Home / Part 2 / 2.6 Ergonomics

Section 2.6

Ergonomics

This section adds no runtime behavior. It's the sugar that makes the API pleasant — and the point is to see clearly that the pleasantness is a source-level thing, gone by the time the runtime runs.

Methods: pipe · dual

Follow along with the code

This section's runtime is self-contained. Read it, run example.ts with bun, and step through it with a debugger as you read.

Why this exists: nested calls read inside-out

To follow a chain of nested calls, you read from the innermost outward — the first thing that runs is buried deepest, the last thing is on the outside. pipe flips it: the same steps, listed top-to-bottom, in the order they run.

nested — read inside-out
provide(
  catchAll(
    timeout(
      tap(
        map(
          retry(
            flatMap(service(Api), (api) => api.get("/user")),
            { times: 5, while: (e) => e._tag === "Network" }),
          (b) => b.toUpperCase()),
        (v) => sync(() => console.log(v))),
      1000),
    (e) => succeed(`recovered`)),
  Api, ApiLive)
piped — read top-to-bottom
pipe(
  flatMap(service(Api), (api) => api.get("/user")),
  retry({ times: 5, while: (e) => e._tag === "Network" }),
  map((body) => body.toUpperCase()),
  tap((value) => sync(() => console.log(value))),
  timeout(1000),
  catchAll((e) => succeed(`recovered`)),
  provide(Api, ApiLive)
)

Same tree, readable order: fetch, retry, uppercase, log, time-limit, recover, provide. They build the identical node structure — only the source reads differently.

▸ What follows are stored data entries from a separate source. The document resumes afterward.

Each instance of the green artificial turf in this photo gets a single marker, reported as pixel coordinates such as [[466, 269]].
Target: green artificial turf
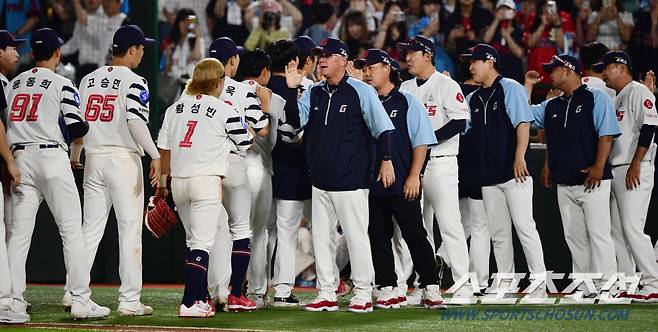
[[165, 301]]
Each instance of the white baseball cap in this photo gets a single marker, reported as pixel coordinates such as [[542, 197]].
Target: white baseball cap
[[507, 3]]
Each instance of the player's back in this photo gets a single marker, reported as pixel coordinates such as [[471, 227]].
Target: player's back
[[38, 100], [110, 97], [196, 129]]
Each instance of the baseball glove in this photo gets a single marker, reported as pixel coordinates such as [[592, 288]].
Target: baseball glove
[[159, 219]]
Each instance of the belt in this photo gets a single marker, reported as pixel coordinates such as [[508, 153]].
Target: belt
[[41, 146]]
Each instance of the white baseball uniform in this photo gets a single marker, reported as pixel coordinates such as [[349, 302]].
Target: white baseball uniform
[[444, 101], [635, 106], [111, 97], [236, 194], [39, 101], [200, 131], [259, 175]]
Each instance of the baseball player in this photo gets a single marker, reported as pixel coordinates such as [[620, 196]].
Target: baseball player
[[632, 160], [237, 195], [8, 63], [410, 142], [500, 121], [38, 99], [341, 116], [197, 135], [254, 69], [447, 111], [290, 183], [115, 101], [580, 128]]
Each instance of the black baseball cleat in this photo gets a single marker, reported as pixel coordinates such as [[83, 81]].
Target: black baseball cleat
[[289, 301]]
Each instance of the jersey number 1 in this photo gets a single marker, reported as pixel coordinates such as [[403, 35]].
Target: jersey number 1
[[20, 104], [187, 141], [100, 107]]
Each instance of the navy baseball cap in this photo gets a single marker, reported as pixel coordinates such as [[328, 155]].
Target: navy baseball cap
[[331, 46], [305, 46], [45, 41], [563, 60], [482, 52], [6, 39], [128, 36], [612, 57], [224, 48], [373, 56], [418, 43]]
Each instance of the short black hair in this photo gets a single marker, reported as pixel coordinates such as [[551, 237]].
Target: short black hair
[[44, 56], [281, 52], [252, 64], [592, 53]]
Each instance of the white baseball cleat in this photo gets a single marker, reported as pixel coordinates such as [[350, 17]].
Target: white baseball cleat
[[134, 308], [387, 299], [89, 310], [197, 310]]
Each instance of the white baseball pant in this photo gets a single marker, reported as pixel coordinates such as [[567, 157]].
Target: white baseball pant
[[587, 228], [441, 192], [288, 217], [236, 199], [198, 201], [507, 203], [115, 179], [351, 208], [629, 215], [260, 186], [46, 174], [476, 226]]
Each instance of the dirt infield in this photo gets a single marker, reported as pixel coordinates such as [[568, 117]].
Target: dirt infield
[[126, 328]]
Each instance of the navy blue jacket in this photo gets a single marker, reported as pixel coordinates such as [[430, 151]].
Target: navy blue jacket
[[573, 126], [495, 113], [339, 122]]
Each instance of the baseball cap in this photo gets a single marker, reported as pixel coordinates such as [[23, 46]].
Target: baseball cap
[[610, 58], [373, 56], [506, 3], [45, 41], [418, 43], [331, 46], [305, 46], [6, 39], [482, 52], [224, 48], [563, 60], [128, 36]]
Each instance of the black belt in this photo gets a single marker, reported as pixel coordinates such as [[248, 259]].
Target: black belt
[[41, 146]]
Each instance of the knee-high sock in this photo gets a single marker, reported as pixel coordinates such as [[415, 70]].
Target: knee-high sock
[[196, 271], [239, 263]]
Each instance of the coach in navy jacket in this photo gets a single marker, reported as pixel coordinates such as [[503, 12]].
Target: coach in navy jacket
[[340, 116]]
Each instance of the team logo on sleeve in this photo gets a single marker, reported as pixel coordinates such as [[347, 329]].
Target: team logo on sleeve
[[144, 96], [648, 104]]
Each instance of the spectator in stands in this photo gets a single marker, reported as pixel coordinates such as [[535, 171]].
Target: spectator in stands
[[21, 17], [324, 17], [611, 25], [354, 33], [93, 32], [644, 45], [59, 15], [506, 37], [291, 17], [227, 19], [465, 27], [269, 27], [185, 46], [392, 30], [544, 36]]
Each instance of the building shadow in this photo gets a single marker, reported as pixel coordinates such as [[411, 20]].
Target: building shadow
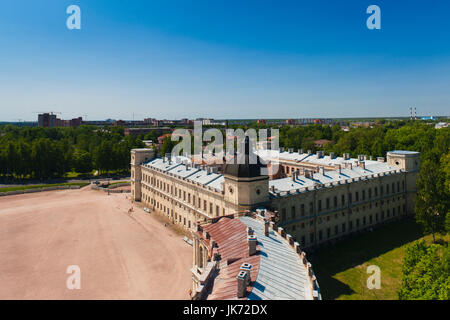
[[356, 250]]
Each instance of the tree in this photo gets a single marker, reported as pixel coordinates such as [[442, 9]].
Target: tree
[[430, 207], [426, 272], [82, 161]]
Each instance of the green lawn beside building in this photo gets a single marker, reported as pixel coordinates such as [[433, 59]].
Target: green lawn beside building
[[341, 269]]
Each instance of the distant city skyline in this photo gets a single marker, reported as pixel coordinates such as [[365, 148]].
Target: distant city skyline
[[223, 60]]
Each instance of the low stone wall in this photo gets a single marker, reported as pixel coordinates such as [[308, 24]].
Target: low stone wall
[[114, 186], [111, 190], [26, 191]]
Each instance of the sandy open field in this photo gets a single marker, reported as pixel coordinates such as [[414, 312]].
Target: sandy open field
[[120, 256]]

pipe is just function application

function pipe(a, ...fns) {
  return fns.reduce((acc, fn) => fn(acc), a)
}
// pipe(x, f, g, h) is exactly h(g(f(x)))

There's nothing clever here. The overloads above the implementation only thread the types through each step so inference works. pipe runs while you build the effect, not while it runs — by the time runPromise sees the result, pipe is gone; it already did its job of assembling the tree.

The problem dual solves

For pipe(x, f, g) to work, each step must be a function that takes the value and returns the next. But map(self, f) takes two arguments — you can't drop it into a pipe, which only hands it one thing. So each combinator needs to work two ways, and dual makes one definition do both by counting arguments:

const dual = (arity, body) => (...args) =>
  args.length >= arity
    ? body(...args)                  // enough args → run now (data-first)
    : (self) => body(self, ...args)  // too few → wait for self (data-last)
map( … ) how many args? map(self, f) → run now map(f) → (self) ⇒ … for pipe
The argument it always defers is self, the effect — because that's the one pipe will supply. The body is written self-first; the short call holds that slot open.

The rule for which combinators get dual is simple: the transformersflatMap, map, tap, catchAll, retry, timeout, provide — all take a self first, so they're dual. The constructors (succeed, fail, service) build an effect from plain inputs; there's no self to defer.

Where this maps in real Effect

The real library works the same way. Every pipeable combinator is built with an internal dual helper that counts arguments, and import { pipe } from "effect" is the same left-to-right applier. None of it is runtime machinery — it runs while you build the effect, and is gone by the time the interpreter walks it.

That's the whole runtime. Six sections in, an Effect is a tree of tagged nodes and a loop that walks it — and the loop can sequence, fail, pause, carry dependencies, and run many at once. The last section puts all of it to work on a real program.